# Handling my small feral colony



## Pattivee (10 mo ago)

I have 4 cats in my group…mommy & 3 babies now 3 yrs old all spayed vaxed neutered…this winter an un neutered male bully has showed up…I think he was abandoned by a neighbor who moved away…I want to try & trap but in the meantime any suggestions…he’s keeping my babies from their food 😢😢I’m trying to slowly get my 3 yr olds to come inside & he’s disrupting process any help is appreciated


----------



## Mosi (May 17, 2021)

Can you get close to the male cat? Pick him up, since he was a pet? If so, I suggest you do so and take him to the humane society or an anial shelter where he could get a new home.
If you cannot catch him...
I recommend you call the nearest humane socisty, ASPCA, or shelter, and ask them for advice on how to trap the new cat. Some places will even rent the traps to you for that purpose.
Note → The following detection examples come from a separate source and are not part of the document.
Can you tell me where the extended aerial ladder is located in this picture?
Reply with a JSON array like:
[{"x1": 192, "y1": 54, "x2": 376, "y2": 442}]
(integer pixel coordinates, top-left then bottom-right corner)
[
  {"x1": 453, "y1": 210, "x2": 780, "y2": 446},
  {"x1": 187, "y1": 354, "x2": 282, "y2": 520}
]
Once the cat is trapped and neutered, they can, assuming the cat was a pet and is not completely wild, put the cat up for adoption and with luck he will be adopted by someone far away from you!

Maybe you can somehow get the three you are making into pets into a place where they will not get caught in the trap until the male is caught.
Another possibility is to call the shelter and ask them if they will come and trap or catch the cat for you. Depending on where you live....some will and some will not, depending on how busy they are and how well staffed. 
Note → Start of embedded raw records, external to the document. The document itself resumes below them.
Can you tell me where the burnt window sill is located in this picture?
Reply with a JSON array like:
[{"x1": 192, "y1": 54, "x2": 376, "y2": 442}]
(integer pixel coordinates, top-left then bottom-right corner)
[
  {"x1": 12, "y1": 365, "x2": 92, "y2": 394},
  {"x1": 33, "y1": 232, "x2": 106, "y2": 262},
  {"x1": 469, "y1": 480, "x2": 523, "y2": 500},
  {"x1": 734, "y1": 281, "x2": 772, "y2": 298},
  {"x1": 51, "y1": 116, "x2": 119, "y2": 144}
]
The thing is that if you chase him away it may also scare the cats you want to bring indoors, so getting him caught/trapped asap seems to be the best thing.
Good luck!


----------



## Pattivee (10 mo ago)

Yeah I’m gonna have to try & trap this guy…I don’t mind him joining my other Ferals they are very accepting it’s just that he seems to be very territorial & a bully thank you for your suggestions they are helpful… dang shame smh


----------



## Pattivee (10 mo ago)

ValosMom said:


> how did it go? have you trapped him?
> 
> Also please make sure that if you call someone to trap him, that htey are taking him to a no-kill shelter.
> When I lived in Texas I was surprised at the amount of "shelters" that would kill kitties not even 24 hrs after trapping them  ...
> ...


Yes I know I’m hoping to neuter him & release again hoping it will make him less agressive idk 🤷‍♀️


----------



## Pattivee (10 mo ago)

Pattivee said:


> Yes I know I’m hoping to neuter him & release again hoping it will make him less agressive idk 🤷‍♀️


And yes I found out the hard way with the shelters 😭


----------